Let $i=\sqrt{-1}$
$$\frac{1}{\sqrt{-i}}=\frac{1}{\sqrt{(-1)i}}=\frac{1}{i\sqrt{i}}=\frac{-i}{\sqrt{i}}$$
And
$$\frac{1}{\sqrt{-i}}=\sqrt{\frac{1}{-i}}=\sqrt{\frac{-1}{i}}=\frac{i}{\sqrt{i}}$$
However,
$$\frac{-i}{\sqrt{i}}\ne\frac{i}{\sqrt{i}}$$
Where did I go wrong?
You are applying some well-known properties of the square root: $$\sqrt{ab}=\sqrt{a}\sqrt{b} \quad \mbox{and} \quad \sqrt{\frac{a}{b}} = \frac{\sqrt{a}}{\sqrt{b}}$$ but these do not hold in general. You probably saw and maybe even proved these for positive real numbers $a$ and $b$, but now you're applying them in a more general context - probably without asking yourself it these properties are still valid.
See also: Square roots of negative numbers.
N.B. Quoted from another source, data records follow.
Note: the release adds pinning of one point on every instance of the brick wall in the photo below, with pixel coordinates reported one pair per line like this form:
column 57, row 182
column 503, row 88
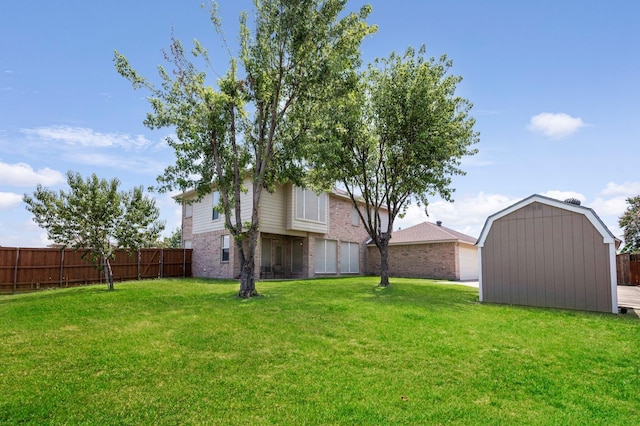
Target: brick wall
column 437, row 261
column 207, row 256
column 342, row 229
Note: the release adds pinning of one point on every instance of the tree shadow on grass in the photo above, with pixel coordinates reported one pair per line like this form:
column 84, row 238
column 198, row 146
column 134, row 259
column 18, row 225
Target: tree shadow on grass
column 426, row 295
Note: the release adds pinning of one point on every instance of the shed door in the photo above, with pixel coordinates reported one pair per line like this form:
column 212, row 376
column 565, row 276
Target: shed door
column 468, row 263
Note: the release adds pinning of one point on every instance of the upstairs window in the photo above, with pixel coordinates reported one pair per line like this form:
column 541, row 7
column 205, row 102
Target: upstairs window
column 225, row 248
column 215, row 196
column 311, row 206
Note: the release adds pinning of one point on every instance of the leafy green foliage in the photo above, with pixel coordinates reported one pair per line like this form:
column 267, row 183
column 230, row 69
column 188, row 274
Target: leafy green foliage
column 398, row 137
column 95, row 216
column 249, row 131
column 630, row 222
column 331, row 351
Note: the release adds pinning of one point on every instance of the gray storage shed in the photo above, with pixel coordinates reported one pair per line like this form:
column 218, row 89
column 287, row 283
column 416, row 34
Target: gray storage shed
column 545, row 252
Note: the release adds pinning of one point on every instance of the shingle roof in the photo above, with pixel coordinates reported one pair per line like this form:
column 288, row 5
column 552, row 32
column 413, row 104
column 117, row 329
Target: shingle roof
column 428, row 232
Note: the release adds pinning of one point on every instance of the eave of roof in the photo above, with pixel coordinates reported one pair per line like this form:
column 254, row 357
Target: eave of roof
column 591, row 215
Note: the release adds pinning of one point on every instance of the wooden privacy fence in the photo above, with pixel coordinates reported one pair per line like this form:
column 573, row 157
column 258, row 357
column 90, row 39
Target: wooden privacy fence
column 29, row 269
column 628, row 268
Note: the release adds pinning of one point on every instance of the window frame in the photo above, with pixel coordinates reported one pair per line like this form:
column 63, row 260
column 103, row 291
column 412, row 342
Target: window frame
column 351, row 247
column 225, row 252
column 304, row 203
column 215, row 200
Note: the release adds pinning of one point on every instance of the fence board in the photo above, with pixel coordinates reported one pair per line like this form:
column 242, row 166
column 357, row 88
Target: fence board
column 29, row 269
column 628, row 269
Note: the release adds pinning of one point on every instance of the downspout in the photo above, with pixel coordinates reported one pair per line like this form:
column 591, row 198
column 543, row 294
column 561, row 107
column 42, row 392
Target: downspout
column 614, row 277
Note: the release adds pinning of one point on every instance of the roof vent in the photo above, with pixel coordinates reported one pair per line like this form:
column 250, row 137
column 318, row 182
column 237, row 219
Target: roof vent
column 572, row 201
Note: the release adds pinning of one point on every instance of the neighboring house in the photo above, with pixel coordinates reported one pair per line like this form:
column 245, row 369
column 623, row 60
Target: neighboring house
column 545, row 252
column 302, row 235
column 428, row 250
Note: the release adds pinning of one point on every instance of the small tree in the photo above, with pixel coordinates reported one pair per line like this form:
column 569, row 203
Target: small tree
column 253, row 124
column 96, row 217
column 630, row 223
column 398, row 138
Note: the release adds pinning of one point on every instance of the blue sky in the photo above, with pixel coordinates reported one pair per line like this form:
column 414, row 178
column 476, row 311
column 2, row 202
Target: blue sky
column 554, row 83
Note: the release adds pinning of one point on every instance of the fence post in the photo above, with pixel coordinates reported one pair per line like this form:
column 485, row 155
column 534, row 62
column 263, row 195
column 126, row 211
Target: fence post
column 61, row 266
column 15, row 271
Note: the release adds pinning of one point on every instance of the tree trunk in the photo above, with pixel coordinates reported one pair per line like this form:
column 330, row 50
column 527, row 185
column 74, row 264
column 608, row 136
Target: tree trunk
column 248, row 280
column 384, row 262
column 108, row 273
column 247, row 250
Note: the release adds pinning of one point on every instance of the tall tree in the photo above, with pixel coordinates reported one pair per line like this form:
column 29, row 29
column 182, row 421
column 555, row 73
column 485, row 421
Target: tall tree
column 96, row 217
column 254, row 126
column 398, row 139
column 630, row 223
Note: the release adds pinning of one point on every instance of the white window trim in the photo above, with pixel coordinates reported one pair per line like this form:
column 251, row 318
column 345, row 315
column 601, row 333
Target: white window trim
column 322, row 205
column 225, row 244
column 215, row 200
column 351, row 246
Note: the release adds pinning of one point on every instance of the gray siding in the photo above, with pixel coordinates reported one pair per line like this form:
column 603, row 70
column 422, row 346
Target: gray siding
column 542, row 255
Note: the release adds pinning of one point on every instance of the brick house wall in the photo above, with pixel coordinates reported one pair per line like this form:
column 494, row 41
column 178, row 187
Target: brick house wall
column 341, row 228
column 434, row 260
column 207, row 256
column 207, row 245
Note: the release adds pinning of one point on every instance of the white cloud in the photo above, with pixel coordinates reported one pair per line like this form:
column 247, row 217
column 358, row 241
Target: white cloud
column 88, row 138
column 9, row 199
column 609, row 206
column 136, row 164
column 555, row 125
column 627, row 189
column 22, row 174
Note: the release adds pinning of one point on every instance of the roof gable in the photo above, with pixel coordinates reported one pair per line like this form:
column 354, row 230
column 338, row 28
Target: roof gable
column 427, row 232
column 591, row 215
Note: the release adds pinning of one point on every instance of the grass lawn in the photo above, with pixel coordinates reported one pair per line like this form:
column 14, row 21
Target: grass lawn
column 332, row 351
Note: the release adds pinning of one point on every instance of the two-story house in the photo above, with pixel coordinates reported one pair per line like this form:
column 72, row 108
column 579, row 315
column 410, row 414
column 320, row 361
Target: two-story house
column 302, row 235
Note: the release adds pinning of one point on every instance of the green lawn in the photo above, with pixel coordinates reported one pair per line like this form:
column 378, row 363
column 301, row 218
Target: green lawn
column 333, row 351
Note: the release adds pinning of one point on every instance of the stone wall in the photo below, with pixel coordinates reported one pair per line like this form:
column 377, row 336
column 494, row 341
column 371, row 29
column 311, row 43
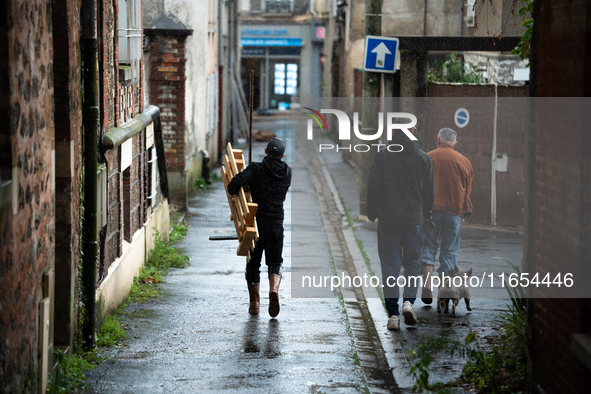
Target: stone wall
column 27, row 242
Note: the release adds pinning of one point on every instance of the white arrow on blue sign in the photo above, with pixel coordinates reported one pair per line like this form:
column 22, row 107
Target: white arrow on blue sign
column 462, row 117
column 380, row 54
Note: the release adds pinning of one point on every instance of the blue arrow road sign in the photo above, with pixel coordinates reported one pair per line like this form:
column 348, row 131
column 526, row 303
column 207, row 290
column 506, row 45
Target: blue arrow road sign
column 462, row 117
column 380, row 54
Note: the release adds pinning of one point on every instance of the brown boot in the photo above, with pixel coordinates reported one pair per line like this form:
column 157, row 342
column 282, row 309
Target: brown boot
column 427, row 294
column 274, row 281
column 255, row 298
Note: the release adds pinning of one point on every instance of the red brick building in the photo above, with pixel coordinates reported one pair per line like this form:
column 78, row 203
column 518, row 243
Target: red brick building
column 558, row 198
column 45, row 167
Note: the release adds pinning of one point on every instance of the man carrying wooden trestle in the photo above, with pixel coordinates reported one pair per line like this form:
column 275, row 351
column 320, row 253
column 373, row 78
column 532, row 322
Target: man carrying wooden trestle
column 268, row 181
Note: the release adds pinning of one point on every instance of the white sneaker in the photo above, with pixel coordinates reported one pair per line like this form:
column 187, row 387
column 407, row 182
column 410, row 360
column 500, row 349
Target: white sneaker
column 394, row 322
column 408, row 312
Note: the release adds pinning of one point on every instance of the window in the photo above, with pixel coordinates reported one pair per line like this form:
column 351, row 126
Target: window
column 272, row 6
column 130, row 38
column 286, row 78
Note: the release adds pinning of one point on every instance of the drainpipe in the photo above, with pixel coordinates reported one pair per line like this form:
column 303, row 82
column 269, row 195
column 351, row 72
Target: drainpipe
column 90, row 120
column 462, row 20
column 493, row 184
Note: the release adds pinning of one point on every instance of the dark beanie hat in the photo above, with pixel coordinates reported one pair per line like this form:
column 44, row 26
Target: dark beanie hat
column 276, row 147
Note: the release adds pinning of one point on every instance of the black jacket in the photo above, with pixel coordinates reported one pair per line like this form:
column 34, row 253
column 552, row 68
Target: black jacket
column 401, row 186
column 268, row 182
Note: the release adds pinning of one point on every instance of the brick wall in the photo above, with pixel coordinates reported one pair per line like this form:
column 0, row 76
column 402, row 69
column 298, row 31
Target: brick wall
column 122, row 100
column 27, row 241
column 559, row 193
column 167, row 91
column 476, row 139
column 69, row 163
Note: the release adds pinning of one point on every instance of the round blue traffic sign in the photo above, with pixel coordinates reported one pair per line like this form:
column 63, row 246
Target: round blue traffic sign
column 462, row 117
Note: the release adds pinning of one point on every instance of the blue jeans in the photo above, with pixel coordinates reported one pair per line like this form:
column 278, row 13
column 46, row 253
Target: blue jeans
column 271, row 243
column 450, row 226
column 399, row 246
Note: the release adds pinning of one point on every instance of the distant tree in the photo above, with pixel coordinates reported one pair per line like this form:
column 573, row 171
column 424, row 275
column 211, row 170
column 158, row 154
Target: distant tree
column 453, row 69
column 523, row 48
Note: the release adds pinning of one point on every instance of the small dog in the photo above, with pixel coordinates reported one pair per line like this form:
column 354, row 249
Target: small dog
column 454, row 293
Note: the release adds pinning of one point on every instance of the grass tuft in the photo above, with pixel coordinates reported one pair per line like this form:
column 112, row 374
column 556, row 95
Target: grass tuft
column 111, row 333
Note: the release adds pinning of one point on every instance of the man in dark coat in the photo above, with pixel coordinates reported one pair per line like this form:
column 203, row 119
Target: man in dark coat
column 268, row 182
column 400, row 193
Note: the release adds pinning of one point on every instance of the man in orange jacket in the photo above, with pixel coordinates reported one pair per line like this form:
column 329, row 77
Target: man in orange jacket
column 453, row 182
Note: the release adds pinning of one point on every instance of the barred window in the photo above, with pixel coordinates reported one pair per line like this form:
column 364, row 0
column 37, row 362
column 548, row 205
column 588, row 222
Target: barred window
column 130, row 38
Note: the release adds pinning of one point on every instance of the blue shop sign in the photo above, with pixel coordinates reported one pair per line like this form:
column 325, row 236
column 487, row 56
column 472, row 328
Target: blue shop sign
column 271, row 42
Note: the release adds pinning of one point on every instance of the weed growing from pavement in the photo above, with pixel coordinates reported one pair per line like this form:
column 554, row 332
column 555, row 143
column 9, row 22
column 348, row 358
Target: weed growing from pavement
column 356, row 359
column 70, row 371
column 201, row 184
column 179, row 231
column 362, row 250
column 111, row 333
column 503, row 370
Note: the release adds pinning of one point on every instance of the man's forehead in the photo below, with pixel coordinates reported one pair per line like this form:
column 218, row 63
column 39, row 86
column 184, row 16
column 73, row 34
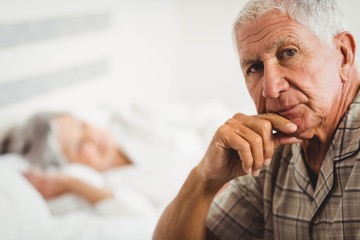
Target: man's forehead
column 247, row 53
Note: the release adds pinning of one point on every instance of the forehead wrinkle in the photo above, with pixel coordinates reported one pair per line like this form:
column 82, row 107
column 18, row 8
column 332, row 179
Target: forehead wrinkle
column 279, row 42
column 262, row 29
column 269, row 48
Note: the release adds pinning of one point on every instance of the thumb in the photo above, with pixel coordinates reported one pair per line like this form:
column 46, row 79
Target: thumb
column 283, row 139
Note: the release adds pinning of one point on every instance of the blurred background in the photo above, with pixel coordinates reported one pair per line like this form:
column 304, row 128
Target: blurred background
column 66, row 53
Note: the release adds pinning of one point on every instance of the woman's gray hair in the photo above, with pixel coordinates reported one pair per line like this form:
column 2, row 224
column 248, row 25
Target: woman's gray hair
column 37, row 140
column 323, row 17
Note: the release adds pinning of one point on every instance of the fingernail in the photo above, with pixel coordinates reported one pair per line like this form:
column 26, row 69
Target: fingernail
column 248, row 172
column 256, row 173
column 267, row 162
column 291, row 126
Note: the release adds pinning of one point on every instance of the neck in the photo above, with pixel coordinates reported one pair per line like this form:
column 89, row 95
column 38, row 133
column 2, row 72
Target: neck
column 316, row 148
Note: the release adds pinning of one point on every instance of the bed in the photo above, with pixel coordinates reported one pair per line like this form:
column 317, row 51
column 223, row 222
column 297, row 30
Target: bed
column 168, row 146
column 56, row 57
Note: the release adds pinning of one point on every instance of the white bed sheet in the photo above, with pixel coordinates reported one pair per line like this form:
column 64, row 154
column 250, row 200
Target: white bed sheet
column 165, row 142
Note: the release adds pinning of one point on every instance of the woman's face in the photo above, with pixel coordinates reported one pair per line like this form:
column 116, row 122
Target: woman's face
column 83, row 143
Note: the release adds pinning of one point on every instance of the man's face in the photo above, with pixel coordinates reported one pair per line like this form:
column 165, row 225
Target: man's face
column 289, row 71
column 83, row 143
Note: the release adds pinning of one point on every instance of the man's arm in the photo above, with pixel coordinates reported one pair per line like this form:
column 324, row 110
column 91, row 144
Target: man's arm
column 188, row 210
column 241, row 146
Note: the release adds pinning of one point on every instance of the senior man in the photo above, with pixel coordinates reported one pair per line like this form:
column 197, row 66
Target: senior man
column 295, row 164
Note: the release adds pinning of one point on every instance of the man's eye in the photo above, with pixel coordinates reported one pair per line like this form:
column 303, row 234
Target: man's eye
column 288, row 53
column 256, row 67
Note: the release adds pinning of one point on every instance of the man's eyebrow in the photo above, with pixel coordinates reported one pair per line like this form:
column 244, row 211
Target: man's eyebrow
column 280, row 42
column 268, row 49
column 248, row 61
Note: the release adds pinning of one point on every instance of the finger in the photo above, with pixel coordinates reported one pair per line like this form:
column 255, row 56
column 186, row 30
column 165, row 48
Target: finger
column 232, row 140
column 251, row 140
column 282, row 139
column 264, row 128
column 279, row 123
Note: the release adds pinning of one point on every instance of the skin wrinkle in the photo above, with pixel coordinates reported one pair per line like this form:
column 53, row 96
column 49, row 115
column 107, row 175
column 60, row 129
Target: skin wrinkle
column 284, row 41
column 266, row 38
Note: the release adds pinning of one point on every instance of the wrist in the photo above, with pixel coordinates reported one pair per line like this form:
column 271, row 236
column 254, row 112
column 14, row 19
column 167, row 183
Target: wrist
column 209, row 186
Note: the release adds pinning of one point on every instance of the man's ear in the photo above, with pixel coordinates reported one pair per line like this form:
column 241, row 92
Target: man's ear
column 346, row 47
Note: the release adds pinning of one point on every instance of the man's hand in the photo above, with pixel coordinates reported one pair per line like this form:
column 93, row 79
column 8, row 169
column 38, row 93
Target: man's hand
column 244, row 144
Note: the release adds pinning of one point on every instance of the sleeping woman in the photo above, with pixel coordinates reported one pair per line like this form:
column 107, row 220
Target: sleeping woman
column 52, row 142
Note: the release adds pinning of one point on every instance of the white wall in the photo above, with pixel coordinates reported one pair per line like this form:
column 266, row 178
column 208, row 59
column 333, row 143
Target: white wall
column 182, row 50
column 161, row 50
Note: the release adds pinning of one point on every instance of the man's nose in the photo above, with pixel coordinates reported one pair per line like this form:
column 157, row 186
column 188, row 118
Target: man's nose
column 274, row 81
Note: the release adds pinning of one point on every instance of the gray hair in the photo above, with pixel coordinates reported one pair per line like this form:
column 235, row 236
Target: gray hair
column 323, row 17
column 37, row 140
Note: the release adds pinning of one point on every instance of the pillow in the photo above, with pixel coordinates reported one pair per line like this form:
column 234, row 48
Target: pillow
column 24, row 212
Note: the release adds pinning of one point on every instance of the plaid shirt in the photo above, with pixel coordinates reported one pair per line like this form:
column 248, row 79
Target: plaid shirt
column 282, row 203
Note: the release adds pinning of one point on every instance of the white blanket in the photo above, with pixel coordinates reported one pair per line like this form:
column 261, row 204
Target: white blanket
column 164, row 143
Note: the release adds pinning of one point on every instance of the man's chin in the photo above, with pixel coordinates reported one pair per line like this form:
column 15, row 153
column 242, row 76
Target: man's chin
column 304, row 134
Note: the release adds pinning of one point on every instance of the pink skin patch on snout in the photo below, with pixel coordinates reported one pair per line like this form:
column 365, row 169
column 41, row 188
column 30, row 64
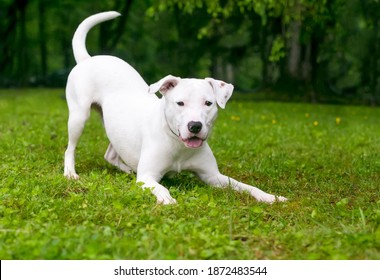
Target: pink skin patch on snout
column 192, row 142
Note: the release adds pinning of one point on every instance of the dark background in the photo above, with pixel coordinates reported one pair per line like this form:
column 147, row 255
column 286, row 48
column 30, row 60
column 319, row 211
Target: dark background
column 298, row 50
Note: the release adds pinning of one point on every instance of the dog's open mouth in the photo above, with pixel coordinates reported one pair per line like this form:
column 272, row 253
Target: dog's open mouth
column 193, row 142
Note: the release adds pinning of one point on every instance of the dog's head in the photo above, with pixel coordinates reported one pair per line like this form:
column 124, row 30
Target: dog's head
column 191, row 106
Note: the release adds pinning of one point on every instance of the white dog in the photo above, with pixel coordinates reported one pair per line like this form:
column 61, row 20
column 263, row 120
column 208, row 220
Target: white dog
column 149, row 135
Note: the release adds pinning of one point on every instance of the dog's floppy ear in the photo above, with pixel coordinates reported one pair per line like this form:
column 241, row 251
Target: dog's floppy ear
column 222, row 91
column 164, row 85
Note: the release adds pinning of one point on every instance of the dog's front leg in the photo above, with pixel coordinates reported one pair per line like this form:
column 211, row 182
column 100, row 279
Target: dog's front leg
column 162, row 193
column 220, row 180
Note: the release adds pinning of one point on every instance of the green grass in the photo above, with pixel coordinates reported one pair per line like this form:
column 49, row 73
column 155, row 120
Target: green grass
column 325, row 159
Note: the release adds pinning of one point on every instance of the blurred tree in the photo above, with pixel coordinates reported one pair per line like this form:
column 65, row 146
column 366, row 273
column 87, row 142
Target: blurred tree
column 322, row 50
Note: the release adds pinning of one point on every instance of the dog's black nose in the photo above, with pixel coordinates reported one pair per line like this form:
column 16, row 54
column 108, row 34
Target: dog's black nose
column 194, row 127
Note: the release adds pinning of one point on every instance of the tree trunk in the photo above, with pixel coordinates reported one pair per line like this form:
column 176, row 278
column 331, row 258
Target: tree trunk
column 22, row 65
column 294, row 54
column 42, row 38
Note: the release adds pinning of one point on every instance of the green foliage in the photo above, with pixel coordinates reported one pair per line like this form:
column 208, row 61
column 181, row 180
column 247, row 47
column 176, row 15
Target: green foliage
column 325, row 159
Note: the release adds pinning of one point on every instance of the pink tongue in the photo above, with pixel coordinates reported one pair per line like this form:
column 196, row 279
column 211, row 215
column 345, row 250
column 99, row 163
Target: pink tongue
column 193, row 142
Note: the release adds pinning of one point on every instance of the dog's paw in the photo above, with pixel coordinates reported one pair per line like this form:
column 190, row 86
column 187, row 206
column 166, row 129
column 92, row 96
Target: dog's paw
column 281, row 199
column 269, row 198
column 71, row 175
column 165, row 198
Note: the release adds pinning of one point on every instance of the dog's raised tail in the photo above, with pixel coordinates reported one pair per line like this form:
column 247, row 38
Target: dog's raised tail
column 79, row 39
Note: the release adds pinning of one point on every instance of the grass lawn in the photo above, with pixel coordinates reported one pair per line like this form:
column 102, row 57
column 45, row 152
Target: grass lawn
column 325, row 159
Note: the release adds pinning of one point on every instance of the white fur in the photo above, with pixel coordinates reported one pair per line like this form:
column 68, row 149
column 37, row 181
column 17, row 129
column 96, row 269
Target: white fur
column 148, row 135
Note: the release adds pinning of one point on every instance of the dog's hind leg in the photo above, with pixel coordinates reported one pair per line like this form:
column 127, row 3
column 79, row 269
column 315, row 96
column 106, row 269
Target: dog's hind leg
column 77, row 120
column 113, row 158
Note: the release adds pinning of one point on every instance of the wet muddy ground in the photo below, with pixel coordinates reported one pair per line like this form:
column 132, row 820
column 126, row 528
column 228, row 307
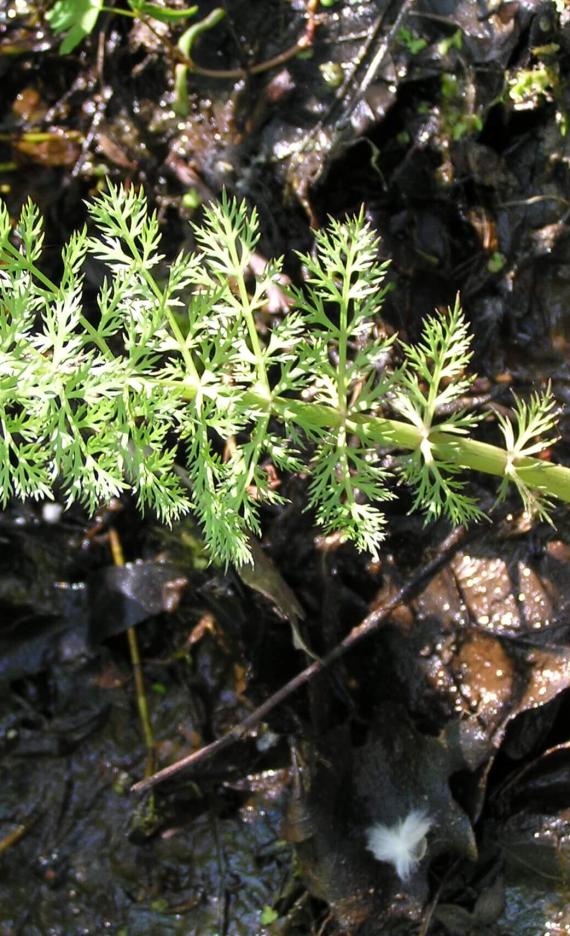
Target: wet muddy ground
column 449, row 122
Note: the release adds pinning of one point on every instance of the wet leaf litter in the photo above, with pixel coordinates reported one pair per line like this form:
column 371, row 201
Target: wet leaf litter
column 457, row 707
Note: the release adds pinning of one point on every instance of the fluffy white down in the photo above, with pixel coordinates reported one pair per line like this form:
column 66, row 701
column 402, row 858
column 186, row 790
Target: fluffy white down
column 403, row 844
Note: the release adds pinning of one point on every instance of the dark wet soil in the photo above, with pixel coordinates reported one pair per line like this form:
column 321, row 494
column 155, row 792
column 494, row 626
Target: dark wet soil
column 449, row 122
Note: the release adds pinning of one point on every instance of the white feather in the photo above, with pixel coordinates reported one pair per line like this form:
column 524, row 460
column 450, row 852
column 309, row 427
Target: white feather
column 403, row 844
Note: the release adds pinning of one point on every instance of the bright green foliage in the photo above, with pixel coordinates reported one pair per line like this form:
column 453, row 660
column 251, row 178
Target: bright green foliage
column 428, row 387
column 533, row 431
column 167, row 364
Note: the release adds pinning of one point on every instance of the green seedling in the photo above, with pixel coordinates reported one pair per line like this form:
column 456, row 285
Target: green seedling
column 167, row 365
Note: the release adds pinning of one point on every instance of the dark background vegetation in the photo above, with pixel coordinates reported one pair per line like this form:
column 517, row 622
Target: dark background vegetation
column 449, row 122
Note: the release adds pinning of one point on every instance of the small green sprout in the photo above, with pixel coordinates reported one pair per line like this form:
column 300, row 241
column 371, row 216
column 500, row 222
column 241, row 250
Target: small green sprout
column 167, row 365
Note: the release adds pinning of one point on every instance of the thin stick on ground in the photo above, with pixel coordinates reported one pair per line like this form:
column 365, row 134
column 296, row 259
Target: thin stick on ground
column 144, row 716
column 366, row 628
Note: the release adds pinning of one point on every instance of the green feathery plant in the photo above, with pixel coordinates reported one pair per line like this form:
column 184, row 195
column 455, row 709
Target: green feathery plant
column 97, row 398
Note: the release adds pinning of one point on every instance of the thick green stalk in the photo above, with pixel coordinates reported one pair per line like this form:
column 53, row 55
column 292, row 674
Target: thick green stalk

To complement the other answer,
$\sqrt z$ is a multivalued function. Once you choose a branch of $\log$, say the principal branch $\log z= \ln |z| + i \arg z$, $\arg$ is the principal argument, taking values in $(-\pi,\pi]$, you define:
$$\sqrt z = e^{\frac12 \log z}$$
Then $\sqrt 1 = 1$ but $\sqrt{-1} \sqrt{-1} = i \times i = -1 \neq \sqrt{-1 \times -1}$, so this function (square root) is not multiplicative, i.e. in general we don't have $\sqrt{ab} = \sqrt a \sqrt b$.
If you take any other branch you can similarly show that the resulting function is not multiplicative.